Maturity—not control.
Mutuality—not hierarchy.
Christ as Head—not anointed human intermediaries.
In 5Q, Hirsch puts it bluntly:
“The fivefold is the means by which the Church becomes the Church. Without the activation of all five, we cannot reflect the full measure of Christ.”
That’s what we’re after.
Not apostles on stages.
But Jesus in every street.
🔍 Where We Go From Here
This series (alongside our usual posts in the coming weeks) will dig deeper into both streams—tracing their roots, unpacking their implications, and exploring what’s at stake for the future of the Church. We’ll look at:
APOSTLES OR ARCHITECTS? – How apostolic leadership became militarized in the NAR, and how Hirsch reframes it for movement.
WHEN PROPHECY BECOMES A MEME - When prophecy becomes a meme, we trade sacred discernment for viral spectacle—and the Church forgets how to listen.

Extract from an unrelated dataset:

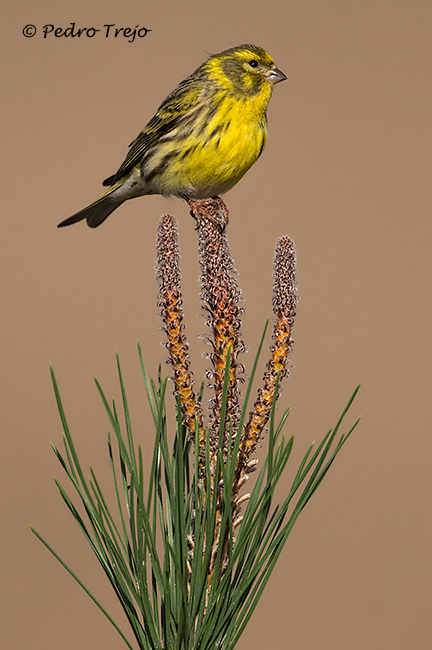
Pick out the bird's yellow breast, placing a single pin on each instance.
(227, 137)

REVIVAL OR RULE? – Why worship gatherings turned political, and why revival divorced from cruciformity leads to idolatry.

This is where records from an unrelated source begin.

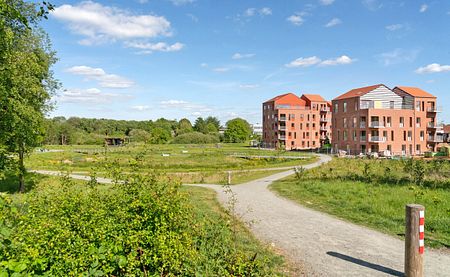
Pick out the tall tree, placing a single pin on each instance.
(238, 130)
(26, 81)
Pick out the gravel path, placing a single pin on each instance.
(321, 244)
(324, 245)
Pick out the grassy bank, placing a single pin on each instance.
(147, 227)
(374, 193)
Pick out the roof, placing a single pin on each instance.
(357, 92)
(313, 97)
(288, 99)
(416, 92)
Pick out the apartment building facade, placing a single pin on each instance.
(401, 121)
(296, 123)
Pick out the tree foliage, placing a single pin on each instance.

NETWORK OR EMPIRE? – What structures best support Spirit-led community and mission.
RECLAIMING THE FIVEFOLD – A vision for equipping and maturing the Church in the way of Jesus.
✨ Final Reflection
It’s no longer enough to say “we believe in APEST.”
The question is: What kind of APEST?
Is it a system of power? Or a pathway to maturity?
Is it a framework to equip the body? Or a ladder to climb?
Is it aligned with the self-giving way of Jesus? Or baptized ambition wearing apostolic robes?
The New Apostolic Reformation doesn’t have to be the future of the Church. The fivefold gifts—properly understood—remain one of the greatest treasures hidden in the soil of the Church.
Let us dig them out again.
Let us return to the Ephesians 4 vision of a body growing up into Christ, with every part doing its work, every gift released, and every disciple activated.
Let’s walk the narrow road.
The road of presence. The road of cruciform power.
The road where Jesus, not man, is the Head.
Next up: Apostles or Architects.
This is such a great series! As a result of being somewhat immersed among a group of people, from a few years ago, who were into both Alan Hirsch's 5Q book and a lot of NAR adjacent circles (at the time there was a lot of influence from Upper Room and Bethel School of Prophetic Ministry with Bill Johnson and Kris Valloton), it has been really helpful to glean from thoughtful voices (like this one; and also Cath Livesey's book Holy Disruption) regarding how to parse out the differences between these two movements. Looking forward to processing this more with y'all!
Thank you! This message is timely and critical!!